Çocukluk yıllarımda okuduğum yüzlerce roman ya da hikayenin
kahramanları arasında Nolan’ın belleğimden asla silinmeyecek bir yeri
vardı. Tam yarım yüzyıl sonra Türk devleti tarafından vatansız ilan
edildiğimde ilk düşündüğüm Nolan’dı.”
Bu sözler, Doğan Özgüden’in ‘Vatansız Gazeteci’ adlı kitabından. Doğan
Özgüden, tam 48 yıldır sürgünde yaşıyor. Nolan gibi ‘vatansız’ bir
gazeteci, eylem adamı. Türk devleti onu ve eşi İnci Tuğsavul’u sadece
sürgüne zorlamak, ardından da “vatansız” kılmakla kalmadı. Belçika’daki
yaşamlarını, çalışmalarını sabote etmek için büyükelçiliğiyle,
konsolosluğuyla, faşistleriyle, dernekleriyle Doğan Ağabey’i ve İnci
Abla’yı susturmak için her türlü yöntemi denediler. Ama başaramadılar.
Onlar faşizme karşı daha fazla mücadele ettiler, daha fazla çalıştılar.
Doğan Özgüden, 1960’lı yılların efsanevi genel yayın yönetmeni,
gazetecisi. Ant dergisinin ve Ant Yayınları’nın kurucusu… Kimsenin pek
konuşmadığı dönemlerde Kürt konusunda tavrını çok net ortaya koymuş bir
gazeteci. Türk ordusunu ilk onlar teşhir etti. Farklı ülkelerdeki
ulusal kurtuluş mücadelelerini anlatan kitapları ilk onlar bastı.
Hakkında 300 yıla yakın hapis cezası istenen Doğan Özgüden ve eşi İnci
Tuğsavul’u yarım asırdır sürgündeler. ‘Türkiye’yi bir kez daha
görebileceğimi sanmıyorum. Herhalde gurbeti içimde taşıyarak kopacağım
bu dünyadan’ diyen Doğan Özgüden ve İnci Tuğsavul ile konuştuk.
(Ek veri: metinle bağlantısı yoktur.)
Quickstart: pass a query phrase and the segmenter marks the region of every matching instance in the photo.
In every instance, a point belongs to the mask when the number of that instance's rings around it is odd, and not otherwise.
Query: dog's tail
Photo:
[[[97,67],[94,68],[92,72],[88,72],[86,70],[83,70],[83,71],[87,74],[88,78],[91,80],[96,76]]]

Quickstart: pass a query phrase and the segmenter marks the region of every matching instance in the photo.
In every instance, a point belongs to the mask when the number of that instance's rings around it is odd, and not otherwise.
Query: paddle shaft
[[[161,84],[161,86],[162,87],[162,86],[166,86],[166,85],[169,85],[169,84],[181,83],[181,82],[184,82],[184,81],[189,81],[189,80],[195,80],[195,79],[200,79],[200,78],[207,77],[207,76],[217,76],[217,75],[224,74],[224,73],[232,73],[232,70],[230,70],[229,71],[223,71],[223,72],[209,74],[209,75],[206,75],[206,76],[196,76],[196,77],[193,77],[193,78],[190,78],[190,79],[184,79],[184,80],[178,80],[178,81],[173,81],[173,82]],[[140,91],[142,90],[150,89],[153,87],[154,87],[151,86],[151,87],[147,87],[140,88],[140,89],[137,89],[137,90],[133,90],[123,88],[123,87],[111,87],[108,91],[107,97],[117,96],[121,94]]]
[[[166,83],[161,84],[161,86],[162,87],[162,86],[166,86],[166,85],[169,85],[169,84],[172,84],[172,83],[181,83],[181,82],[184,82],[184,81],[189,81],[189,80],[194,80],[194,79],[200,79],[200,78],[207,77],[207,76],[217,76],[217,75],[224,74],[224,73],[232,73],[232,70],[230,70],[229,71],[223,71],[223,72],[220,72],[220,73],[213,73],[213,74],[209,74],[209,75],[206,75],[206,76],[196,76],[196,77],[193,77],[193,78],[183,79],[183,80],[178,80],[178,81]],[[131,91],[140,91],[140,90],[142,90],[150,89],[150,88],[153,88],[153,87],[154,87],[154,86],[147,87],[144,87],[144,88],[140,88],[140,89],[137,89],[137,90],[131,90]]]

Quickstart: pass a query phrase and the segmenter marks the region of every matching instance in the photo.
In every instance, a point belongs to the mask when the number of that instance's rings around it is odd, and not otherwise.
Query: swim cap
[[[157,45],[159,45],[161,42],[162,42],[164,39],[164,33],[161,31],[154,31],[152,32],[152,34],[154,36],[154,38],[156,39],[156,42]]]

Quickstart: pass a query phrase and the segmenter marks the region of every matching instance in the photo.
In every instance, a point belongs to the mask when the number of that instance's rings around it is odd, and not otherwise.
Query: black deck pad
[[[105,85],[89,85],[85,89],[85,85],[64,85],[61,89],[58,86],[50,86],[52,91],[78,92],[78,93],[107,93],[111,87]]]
Söyleşimiz iki gün sürecek.
Tam 47 yıl oldu, sürgünlük hayatınız. Sürgüne çıkanlar bir süre sonra
ülke sorunlarıyla, siyasetle ilgilenmiyorlar. Kimisi ‘kaçış’, kimisi
‘özgürlük’ olarak değerlendirirken sizin ve İnci Ablanın sürgünlüğü bir
meydana okumaya dönüştü… Bu meydan okumayı nasıl yaptınız?
Hemen başta söyleyeyim… Ben gurbeti ta çocukluk yıllarımdan itibaren
tanımış, acısını derinden yaşamış birisiyim… Babam demiryolu emekçisi
olduğu için Anadolu’nun ıssız ara tren istasyonlarında görevliydi… Bu
nedenle ilkokul öğrenimim sırasında beni tüm ders yılında uzak köy ya
da kentlere gönderirlerdi. Aileden uzak farklı farklı yerlerde yaşamaya
ve tek başıma başarmaya o yıllardan talimliydim…
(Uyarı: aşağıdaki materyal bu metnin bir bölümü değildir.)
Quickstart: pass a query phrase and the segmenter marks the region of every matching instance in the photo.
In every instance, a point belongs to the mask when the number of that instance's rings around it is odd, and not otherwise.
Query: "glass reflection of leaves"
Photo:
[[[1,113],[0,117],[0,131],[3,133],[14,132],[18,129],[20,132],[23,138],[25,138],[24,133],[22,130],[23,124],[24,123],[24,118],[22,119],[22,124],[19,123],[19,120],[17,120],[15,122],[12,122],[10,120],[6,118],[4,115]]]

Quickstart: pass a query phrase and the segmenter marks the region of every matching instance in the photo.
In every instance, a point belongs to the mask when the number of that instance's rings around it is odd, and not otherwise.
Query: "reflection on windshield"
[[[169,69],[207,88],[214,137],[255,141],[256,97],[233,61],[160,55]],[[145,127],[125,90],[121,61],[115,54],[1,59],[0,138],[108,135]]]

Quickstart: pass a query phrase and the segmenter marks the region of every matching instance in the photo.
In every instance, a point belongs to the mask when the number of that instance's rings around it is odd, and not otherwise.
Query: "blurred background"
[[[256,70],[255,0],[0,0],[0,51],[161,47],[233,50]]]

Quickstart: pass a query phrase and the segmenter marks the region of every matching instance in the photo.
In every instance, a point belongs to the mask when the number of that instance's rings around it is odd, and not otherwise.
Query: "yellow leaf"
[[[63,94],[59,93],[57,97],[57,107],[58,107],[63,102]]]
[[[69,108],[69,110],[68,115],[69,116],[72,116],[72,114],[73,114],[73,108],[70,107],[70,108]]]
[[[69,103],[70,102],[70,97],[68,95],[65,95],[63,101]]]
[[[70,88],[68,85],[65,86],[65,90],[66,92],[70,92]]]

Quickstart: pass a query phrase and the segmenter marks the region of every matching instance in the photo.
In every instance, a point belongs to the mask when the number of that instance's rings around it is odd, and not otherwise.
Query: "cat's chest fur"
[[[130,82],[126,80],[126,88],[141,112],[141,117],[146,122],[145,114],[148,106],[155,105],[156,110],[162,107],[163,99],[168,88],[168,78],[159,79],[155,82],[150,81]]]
Tabii ki yurt dışı sürgünü çok farklı. Sosyalist gazeteciler olarak
hakkımızda yüzlerce yıl hapis talep edildiği, sıkıyönetim tarafından
“Teslim ol” çağrılarıyla arandığımız için ülkeyi 1971 Mayıs’ında sahte
pasaportla terketmek zorunda kaldık. Yönetiğimiz Ant Dergisi’nin yazı
kurulunda cuntaya teslim olmaktansa yurt dışına çıkıp orada yıllardır
ilişkide olduğumuz yazar ve okurlarımızla, Avrupalı siyasetçi ve
gazetecilerle ilişki kurarak cuntaya karşı uluslararası direnişe katkı
sağlamamız gerektiğini kararlaştırmıştık. Dediğiniz gibi bu gerçekten
bir meydan okumaydı… Yarım yüzyıla yaklaşan sürgünümüzde bizleri ayakta
tutan inançlarımıza bağlılık ve üstlendiğimiz sorumlulukların gereğini
en zor koşullarda dahi yerine getirme kaygısı oldu.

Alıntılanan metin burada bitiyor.